Students: Processes that we’ve explored are different ways of moulding clay, hydraulics, inflatables, different ways to cut and bend wood, plastics, how we can make wood represent a metal that we’re going to use.
Cara Williams: Heatherwick works in a really cross-disciplinary way, and I think that’s brought a lot to the project because it’s important to understand that things don’t exist in isolation.
Nick Harriman: Normally when we deliver a project we work on our own, and we work as an Art Department, but actually it’s been really nice collaborating with teachers from other departments, like Amy from the DT Department. They’ve been stuck, they’ve had to get out of problems, they’ve had to work with other people to recognize those problems, and I think ultimately the fact that they’ve really experienced what it is to be like a designer that not all designers know everything and they may need to find other people to find solutions to their problems.

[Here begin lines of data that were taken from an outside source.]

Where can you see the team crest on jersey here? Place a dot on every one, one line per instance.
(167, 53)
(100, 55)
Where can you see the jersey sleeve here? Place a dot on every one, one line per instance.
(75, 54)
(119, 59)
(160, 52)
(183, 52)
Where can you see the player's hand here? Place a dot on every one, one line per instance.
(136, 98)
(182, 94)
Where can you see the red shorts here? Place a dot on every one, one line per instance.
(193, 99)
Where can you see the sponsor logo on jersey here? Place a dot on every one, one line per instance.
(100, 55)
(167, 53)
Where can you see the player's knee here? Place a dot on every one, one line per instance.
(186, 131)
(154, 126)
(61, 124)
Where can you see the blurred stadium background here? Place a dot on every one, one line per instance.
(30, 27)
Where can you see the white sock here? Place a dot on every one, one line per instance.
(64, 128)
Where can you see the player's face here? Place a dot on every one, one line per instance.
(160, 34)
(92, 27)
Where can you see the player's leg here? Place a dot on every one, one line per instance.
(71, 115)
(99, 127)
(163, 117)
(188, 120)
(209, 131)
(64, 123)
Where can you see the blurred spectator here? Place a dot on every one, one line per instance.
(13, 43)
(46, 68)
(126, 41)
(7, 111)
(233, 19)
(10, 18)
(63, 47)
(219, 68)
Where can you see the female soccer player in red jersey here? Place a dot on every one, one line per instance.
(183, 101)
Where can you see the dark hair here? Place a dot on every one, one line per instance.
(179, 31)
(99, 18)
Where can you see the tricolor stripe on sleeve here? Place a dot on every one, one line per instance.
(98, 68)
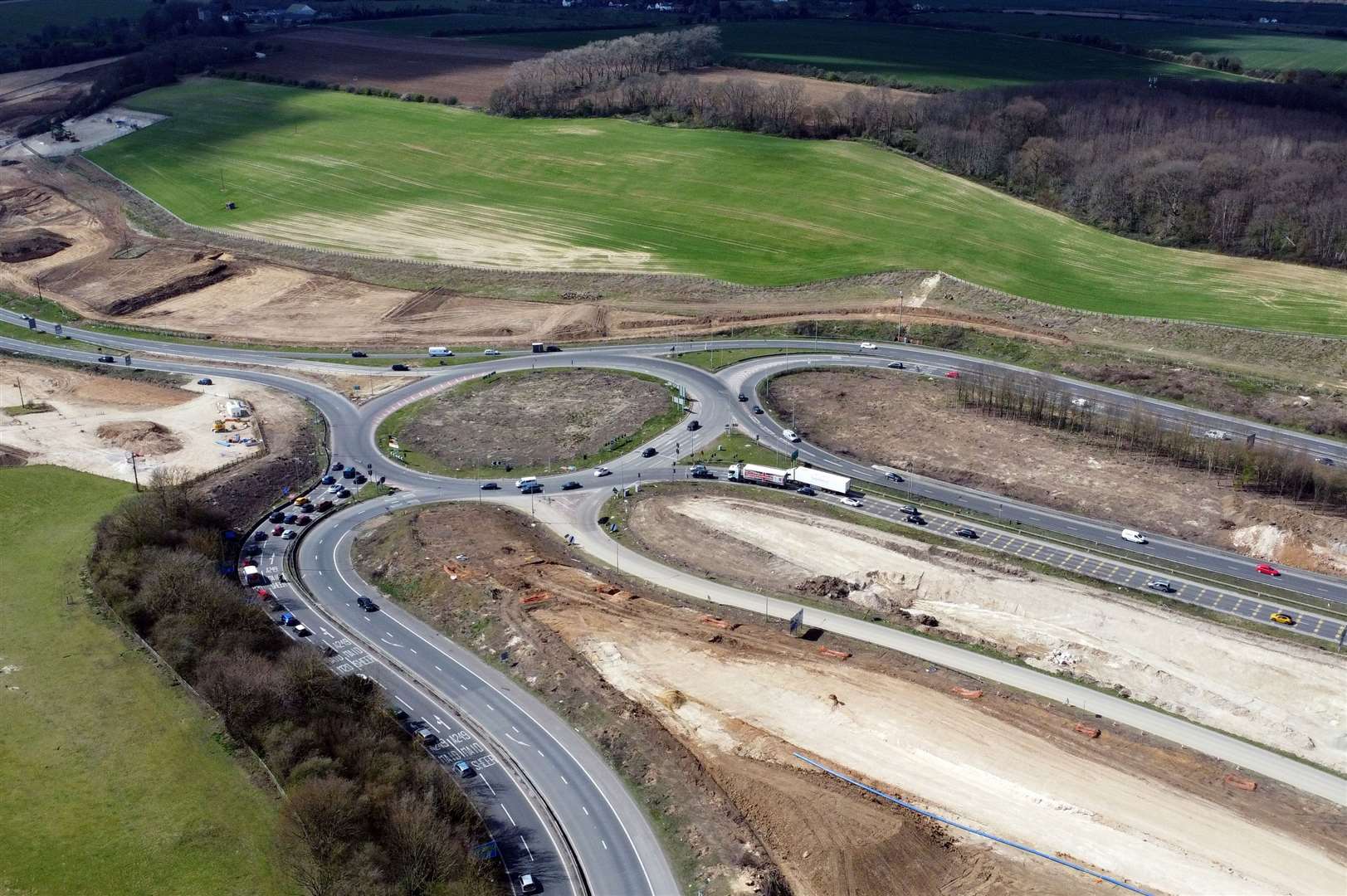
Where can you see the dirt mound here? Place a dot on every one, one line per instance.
(142, 437)
(11, 455)
(828, 587)
(214, 272)
(26, 246)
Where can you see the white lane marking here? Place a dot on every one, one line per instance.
(612, 809)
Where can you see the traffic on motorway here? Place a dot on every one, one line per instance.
(557, 813)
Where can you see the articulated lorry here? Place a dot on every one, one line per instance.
(793, 476)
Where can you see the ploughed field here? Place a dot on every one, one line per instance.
(361, 174)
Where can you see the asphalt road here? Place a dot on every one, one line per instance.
(618, 852)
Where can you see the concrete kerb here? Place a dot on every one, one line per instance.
(508, 763)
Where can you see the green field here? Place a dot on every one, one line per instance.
(925, 57)
(110, 779)
(1256, 49)
(359, 173)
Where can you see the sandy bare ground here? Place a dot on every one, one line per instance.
(854, 412)
(949, 755)
(1279, 693)
(437, 66)
(97, 422)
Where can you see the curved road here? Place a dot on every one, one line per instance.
(554, 807)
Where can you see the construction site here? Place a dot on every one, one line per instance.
(632, 667)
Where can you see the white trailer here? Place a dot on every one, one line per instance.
(821, 479)
(760, 475)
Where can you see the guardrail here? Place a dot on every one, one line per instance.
(508, 762)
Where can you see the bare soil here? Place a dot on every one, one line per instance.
(916, 425)
(1281, 694)
(532, 419)
(436, 66)
(709, 716)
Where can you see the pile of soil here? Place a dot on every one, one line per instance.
(26, 246)
(142, 437)
(532, 419)
(11, 455)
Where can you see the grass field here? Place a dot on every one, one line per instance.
(925, 57)
(367, 174)
(110, 781)
(1256, 49)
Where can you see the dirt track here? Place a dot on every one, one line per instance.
(915, 425)
(741, 699)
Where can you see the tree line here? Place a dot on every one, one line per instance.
(554, 84)
(1243, 168)
(1268, 469)
(365, 811)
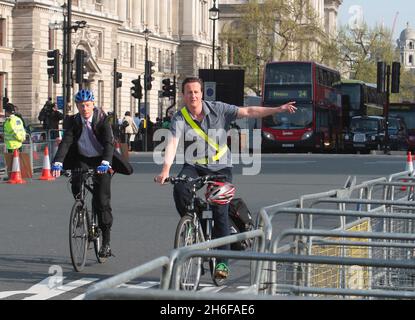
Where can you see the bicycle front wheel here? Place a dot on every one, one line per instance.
(186, 235)
(78, 236)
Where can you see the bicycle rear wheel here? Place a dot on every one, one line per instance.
(78, 236)
(186, 235)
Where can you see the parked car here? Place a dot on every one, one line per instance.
(398, 134)
(365, 133)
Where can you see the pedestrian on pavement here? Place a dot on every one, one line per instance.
(88, 143)
(129, 129)
(14, 131)
(189, 122)
(50, 116)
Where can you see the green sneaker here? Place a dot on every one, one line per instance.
(221, 271)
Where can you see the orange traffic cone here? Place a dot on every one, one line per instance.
(408, 167)
(46, 174)
(16, 176)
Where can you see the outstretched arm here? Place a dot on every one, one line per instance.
(169, 155)
(261, 112)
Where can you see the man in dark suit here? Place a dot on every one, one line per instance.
(88, 144)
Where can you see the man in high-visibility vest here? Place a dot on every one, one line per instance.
(194, 122)
(14, 131)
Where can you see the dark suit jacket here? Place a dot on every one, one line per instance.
(68, 152)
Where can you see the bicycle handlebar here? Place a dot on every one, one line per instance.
(69, 173)
(203, 180)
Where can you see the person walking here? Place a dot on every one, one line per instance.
(129, 128)
(194, 122)
(88, 143)
(14, 130)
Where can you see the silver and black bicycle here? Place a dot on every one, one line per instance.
(83, 225)
(195, 227)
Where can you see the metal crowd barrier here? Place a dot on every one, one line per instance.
(354, 242)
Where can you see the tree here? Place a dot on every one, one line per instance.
(360, 49)
(274, 30)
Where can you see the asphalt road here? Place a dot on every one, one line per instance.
(34, 249)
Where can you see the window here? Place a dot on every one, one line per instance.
(2, 32)
(98, 5)
(132, 56)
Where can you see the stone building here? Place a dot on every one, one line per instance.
(180, 44)
(406, 47)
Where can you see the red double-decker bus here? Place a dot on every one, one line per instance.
(317, 125)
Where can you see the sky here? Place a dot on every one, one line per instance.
(378, 12)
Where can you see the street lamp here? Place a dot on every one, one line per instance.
(213, 15)
(258, 59)
(146, 33)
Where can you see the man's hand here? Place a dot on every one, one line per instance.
(288, 107)
(103, 168)
(161, 178)
(56, 169)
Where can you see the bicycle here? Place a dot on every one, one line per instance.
(195, 227)
(83, 225)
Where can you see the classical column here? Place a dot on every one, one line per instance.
(164, 19)
(150, 15)
(136, 18)
(122, 10)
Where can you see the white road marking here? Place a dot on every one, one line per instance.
(32, 290)
(46, 293)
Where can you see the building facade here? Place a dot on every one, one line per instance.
(180, 43)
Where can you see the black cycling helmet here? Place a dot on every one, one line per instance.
(84, 95)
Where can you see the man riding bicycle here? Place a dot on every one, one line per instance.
(88, 143)
(197, 123)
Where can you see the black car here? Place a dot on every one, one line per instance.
(365, 133)
(398, 134)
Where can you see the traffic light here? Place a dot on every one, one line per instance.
(396, 77)
(381, 77)
(149, 74)
(53, 65)
(166, 87)
(118, 77)
(137, 90)
(169, 89)
(80, 65)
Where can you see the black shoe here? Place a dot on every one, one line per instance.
(105, 251)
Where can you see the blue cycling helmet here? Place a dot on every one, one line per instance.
(84, 95)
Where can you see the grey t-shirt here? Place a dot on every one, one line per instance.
(216, 123)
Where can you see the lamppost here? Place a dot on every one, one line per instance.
(258, 91)
(213, 15)
(146, 33)
(67, 51)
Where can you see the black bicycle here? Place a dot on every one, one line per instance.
(195, 227)
(83, 225)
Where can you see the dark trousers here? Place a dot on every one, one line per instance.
(182, 197)
(101, 197)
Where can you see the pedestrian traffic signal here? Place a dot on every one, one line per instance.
(118, 77)
(80, 67)
(137, 90)
(53, 65)
(169, 89)
(381, 77)
(396, 77)
(149, 71)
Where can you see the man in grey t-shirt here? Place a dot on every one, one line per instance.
(209, 155)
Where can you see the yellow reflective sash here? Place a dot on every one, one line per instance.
(220, 150)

Cara Williams: We saw that the students had gone through quite an involved process, so they’d gone through lots of different design ideas and teased out all the challenges and I think that lead to a very sort of valuable experience.
Student4: So I though about having a shelter for a boat and that one, it’s basically just made out of glass…
Cara Williams: Although not all of them came up with an actual design solution. I think the most important thing that they took away was the fact that they had gone through the process and they’d really thought about the different challenges that designers have to consider.
The project really has allowed us to think quite differently about design teaching and I think it will allow us to model ways of working for other school in the future.